James Routley

DISCLOSURE: If you buy through affiliate links, I may earn a small commission. (disclosures)

I've been back at work for about a month now after parental leave and a 12 week programming retreat at Recurse Center. We're leaning hard into agentic engineering and I'm bullish on it - I spent a lot of that time building agentic systems from skills to orchestrators to tradeoffs between speed and quality. Now I'm back up to speed at work which required rethinking some of those practices at enterprise scale and I think I've found a good balance between speed, quality, and mental overhead.

In this post I want to share what's working for me with the current state of the tools. A lot has changed since I last shared how I use agents in 2025 - the models and harnesses are better, the context windows are bigger, and I've moved to a terminal-focused dev setup to streamline my agentic engineering workflow for portability, concurrency, and friction.

The three-way tradeoff: speed, quality, and mental overhead

When people talk about coding with agents, they usually talk about speed. And agents are really, really fast at reading / writing / coding. But optimizing for speed typically comes at the cost of other areas we care about when building robust systems for customers.

Here are the 3 main areas I'm thinking about when approaching agentic engineering. Note for many people and orgs cost is going to be a big factor but for sustainable engineering I actually think mental overhead is a more pressing issue with the assumption you're spending tokens within a reasonable max plan or two from the SOTA labs.

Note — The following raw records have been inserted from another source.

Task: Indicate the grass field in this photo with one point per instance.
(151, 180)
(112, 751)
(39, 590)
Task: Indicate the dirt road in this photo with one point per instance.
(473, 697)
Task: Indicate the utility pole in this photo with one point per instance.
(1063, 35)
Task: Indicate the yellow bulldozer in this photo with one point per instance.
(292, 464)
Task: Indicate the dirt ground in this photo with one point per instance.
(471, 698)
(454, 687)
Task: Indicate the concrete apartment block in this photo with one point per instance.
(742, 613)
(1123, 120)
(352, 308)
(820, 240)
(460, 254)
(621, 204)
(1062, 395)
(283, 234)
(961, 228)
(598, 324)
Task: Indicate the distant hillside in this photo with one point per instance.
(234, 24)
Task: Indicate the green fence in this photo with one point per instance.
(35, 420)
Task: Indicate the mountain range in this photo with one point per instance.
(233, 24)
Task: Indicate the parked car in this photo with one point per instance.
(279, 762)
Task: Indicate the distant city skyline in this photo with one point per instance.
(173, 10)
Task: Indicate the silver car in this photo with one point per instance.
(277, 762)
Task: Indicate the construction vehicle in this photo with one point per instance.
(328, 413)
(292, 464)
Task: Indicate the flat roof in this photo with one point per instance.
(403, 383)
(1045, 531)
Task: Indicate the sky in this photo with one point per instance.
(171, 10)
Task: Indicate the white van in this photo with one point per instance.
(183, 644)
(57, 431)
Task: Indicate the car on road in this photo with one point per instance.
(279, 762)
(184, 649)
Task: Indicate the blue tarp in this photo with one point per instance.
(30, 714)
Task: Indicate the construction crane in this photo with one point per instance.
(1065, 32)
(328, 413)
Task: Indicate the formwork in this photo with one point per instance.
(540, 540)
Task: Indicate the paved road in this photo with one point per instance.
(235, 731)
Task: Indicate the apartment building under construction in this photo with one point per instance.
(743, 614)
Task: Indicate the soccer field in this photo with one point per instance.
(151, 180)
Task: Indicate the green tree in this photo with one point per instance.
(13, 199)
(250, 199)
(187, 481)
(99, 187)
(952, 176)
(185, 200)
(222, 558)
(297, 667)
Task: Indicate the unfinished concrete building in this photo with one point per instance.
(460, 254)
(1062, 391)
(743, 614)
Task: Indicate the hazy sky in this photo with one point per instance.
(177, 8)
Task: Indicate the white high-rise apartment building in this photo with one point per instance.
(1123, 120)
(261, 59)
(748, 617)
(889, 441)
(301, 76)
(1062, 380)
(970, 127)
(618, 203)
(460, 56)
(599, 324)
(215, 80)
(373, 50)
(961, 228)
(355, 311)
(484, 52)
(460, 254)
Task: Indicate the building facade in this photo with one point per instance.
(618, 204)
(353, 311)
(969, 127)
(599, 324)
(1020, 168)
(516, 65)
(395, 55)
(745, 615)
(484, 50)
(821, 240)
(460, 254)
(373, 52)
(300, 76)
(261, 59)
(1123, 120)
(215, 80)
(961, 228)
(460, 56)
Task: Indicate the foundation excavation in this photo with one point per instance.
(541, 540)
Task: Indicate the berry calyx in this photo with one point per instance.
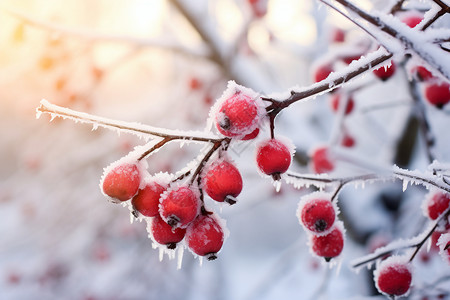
(438, 94)
(435, 204)
(146, 201)
(384, 73)
(393, 276)
(335, 103)
(329, 245)
(121, 182)
(273, 157)
(238, 115)
(316, 213)
(179, 206)
(322, 72)
(205, 236)
(321, 161)
(164, 234)
(222, 181)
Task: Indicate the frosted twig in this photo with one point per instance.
(131, 127)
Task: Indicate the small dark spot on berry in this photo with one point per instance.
(320, 225)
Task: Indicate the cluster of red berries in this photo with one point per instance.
(174, 211)
(317, 214)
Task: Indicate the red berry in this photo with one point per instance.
(237, 116)
(223, 182)
(393, 276)
(335, 100)
(438, 94)
(321, 161)
(412, 20)
(179, 206)
(384, 73)
(146, 201)
(322, 72)
(317, 213)
(347, 140)
(251, 135)
(329, 245)
(436, 203)
(164, 234)
(122, 182)
(205, 236)
(422, 73)
(273, 157)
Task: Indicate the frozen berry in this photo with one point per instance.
(438, 94)
(179, 206)
(329, 245)
(121, 182)
(222, 181)
(322, 72)
(164, 234)
(146, 201)
(435, 204)
(317, 213)
(393, 276)
(336, 100)
(237, 116)
(205, 236)
(384, 73)
(273, 157)
(321, 161)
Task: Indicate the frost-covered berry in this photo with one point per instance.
(205, 236)
(322, 72)
(316, 213)
(321, 161)
(393, 276)
(179, 206)
(237, 116)
(435, 203)
(329, 245)
(273, 157)
(164, 234)
(121, 182)
(438, 94)
(336, 99)
(146, 201)
(384, 73)
(222, 181)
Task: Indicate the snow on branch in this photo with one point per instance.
(131, 127)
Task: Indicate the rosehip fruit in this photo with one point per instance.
(164, 234)
(384, 73)
(121, 182)
(205, 236)
(321, 161)
(435, 204)
(179, 206)
(335, 100)
(273, 157)
(146, 201)
(322, 72)
(237, 116)
(393, 276)
(438, 94)
(223, 182)
(317, 213)
(329, 245)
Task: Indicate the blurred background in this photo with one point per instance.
(164, 63)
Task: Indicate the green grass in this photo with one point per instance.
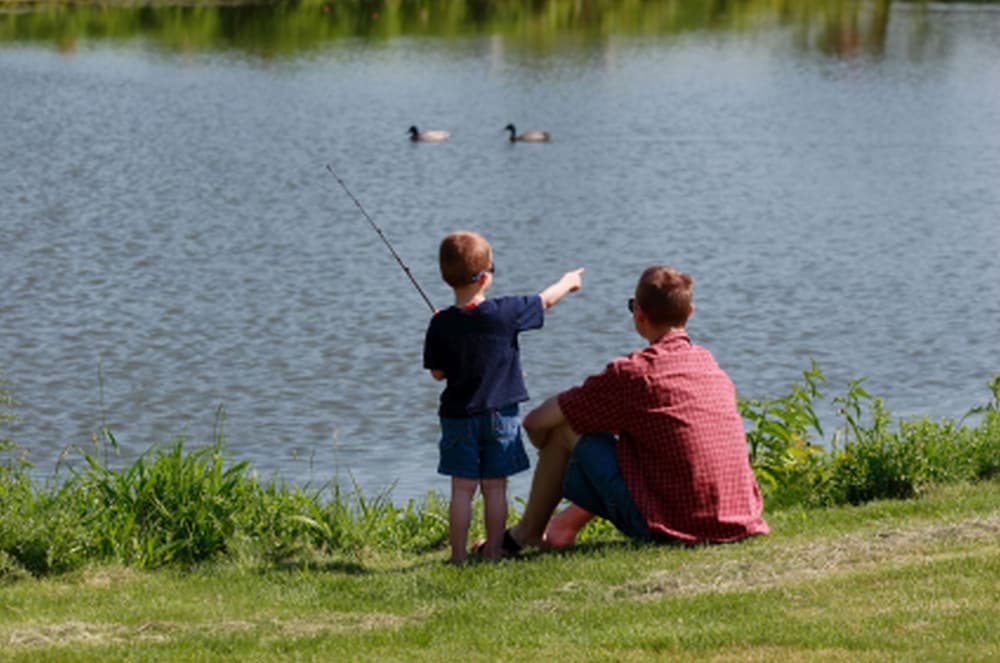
(890, 580)
(885, 547)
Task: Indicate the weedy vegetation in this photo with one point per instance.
(187, 555)
(181, 507)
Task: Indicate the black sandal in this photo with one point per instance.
(509, 545)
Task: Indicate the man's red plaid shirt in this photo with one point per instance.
(681, 445)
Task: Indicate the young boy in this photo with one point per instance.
(473, 346)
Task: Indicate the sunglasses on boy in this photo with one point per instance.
(491, 270)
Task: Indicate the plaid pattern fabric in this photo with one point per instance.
(681, 445)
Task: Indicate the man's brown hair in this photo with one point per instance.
(664, 295)
(463, 255)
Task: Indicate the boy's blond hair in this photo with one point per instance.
(664, 295)
(464, 255)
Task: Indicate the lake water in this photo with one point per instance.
(172, 241)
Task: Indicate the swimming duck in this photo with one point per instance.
(418, 136)
(527, 136)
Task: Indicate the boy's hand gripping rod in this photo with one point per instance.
(379, 231)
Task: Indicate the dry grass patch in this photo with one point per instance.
(813, 560)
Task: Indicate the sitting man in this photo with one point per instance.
(654, 443)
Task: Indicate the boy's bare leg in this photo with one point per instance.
(546, 485)
(495, 515)
(459, 516)
(565, 525)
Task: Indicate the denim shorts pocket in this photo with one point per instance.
(506, 425)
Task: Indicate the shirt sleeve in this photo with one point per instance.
(599, 404)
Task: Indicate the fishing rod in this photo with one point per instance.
(380, 234)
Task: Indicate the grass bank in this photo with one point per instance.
(892, 580)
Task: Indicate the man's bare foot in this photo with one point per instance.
(564, 526)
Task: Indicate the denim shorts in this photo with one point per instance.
(594, 482)
(483, 446)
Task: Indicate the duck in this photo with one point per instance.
(527, 136)
(418, 136)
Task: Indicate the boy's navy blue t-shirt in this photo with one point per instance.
(477, 350)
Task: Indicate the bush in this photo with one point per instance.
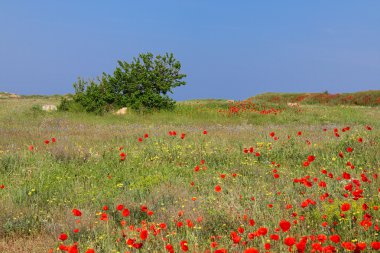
(142, 85)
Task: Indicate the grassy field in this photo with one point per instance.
(205, 178)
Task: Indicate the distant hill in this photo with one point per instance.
(364, 98)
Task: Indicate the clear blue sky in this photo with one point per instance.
(228, 49)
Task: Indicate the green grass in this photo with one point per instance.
(83, 170)
(364, 98)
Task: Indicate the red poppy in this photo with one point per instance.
(76, 212)
(104, 217)
(289, 241)
(345, 207)
(262, 231)
(251, 250)
(348, 245)
(375, 245)
(63, 237)
(311, 158)
(274, 237)
(169, 248)
(122, 156)
(284, 225)
(126, 212)
(184, 245)
(335, 238)
(144, 234)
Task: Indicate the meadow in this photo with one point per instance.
(210, 176)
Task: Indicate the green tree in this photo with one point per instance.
(143, 84)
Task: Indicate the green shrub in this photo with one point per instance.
(142, 85)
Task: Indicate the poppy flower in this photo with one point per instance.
(184, 245)
(104, 217)
(144, 235)
(122, 156)
(348, 245)
(311, 158)
(125, 212)
(274, 237)
(335, 238)
(63, 237)
(169, 248)
(289, 241)
(284, 225)
(345, 207)
(251, 250)
(76, 212)
(375, 245)
(262, 231)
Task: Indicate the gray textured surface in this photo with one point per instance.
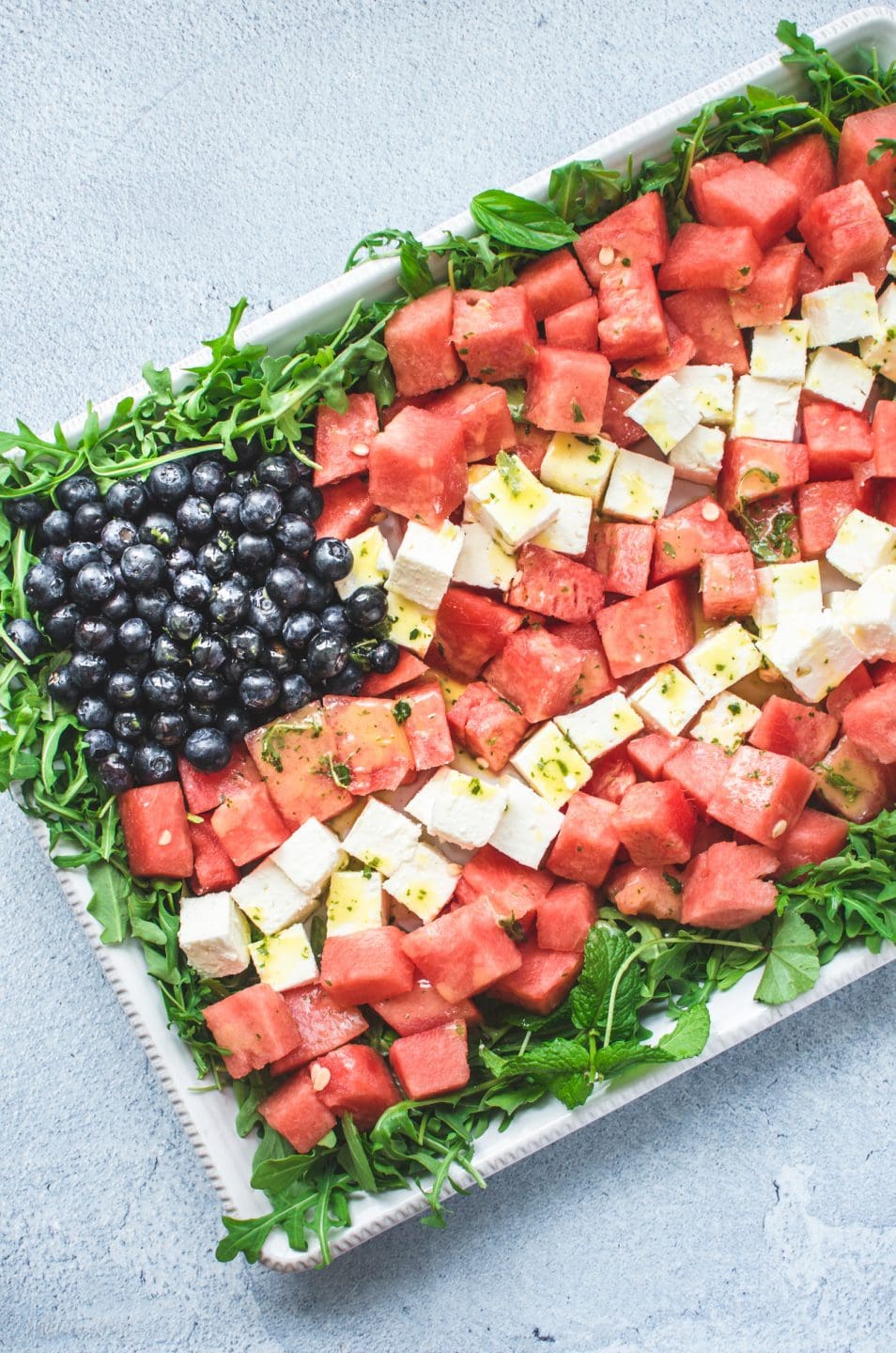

The three-way tradeoff of agentic engineering: speed, quality, and mental overhead pull against each other — over-optimize any one corner and you fall into its trap, the balance is in the middle

Speed - how fast you create output.
Quality - whether that output is "good". At this point it typically solves the problem / context you gave the model, but frequently misses on common sense "would I publish that".
Mental overhead - comprehension debt, multitasking, and burn out.

Comprehension debt

The current biggest risk with agentically engineered systems is comprehension debt - the thing exists and works but you have no idea how it did that so you have no intuition for what changes make sense, what will break, or how best to evolve it. You are day 1 in someone else's codebase every single day.

Multitasking

AIs also make it really easy to kick off tasks with AI which seems like offloading work and parallelizing. But in the current state of things, you typically still have to help them finish a loop to fully close that thread which means each extra thread you kick off is another one you're managing, even if passively. Humans are terrible at multitasking so this feels productive but often isn't - leading to more comprehension debt, more mental fatigue, and typically worse quality outputs.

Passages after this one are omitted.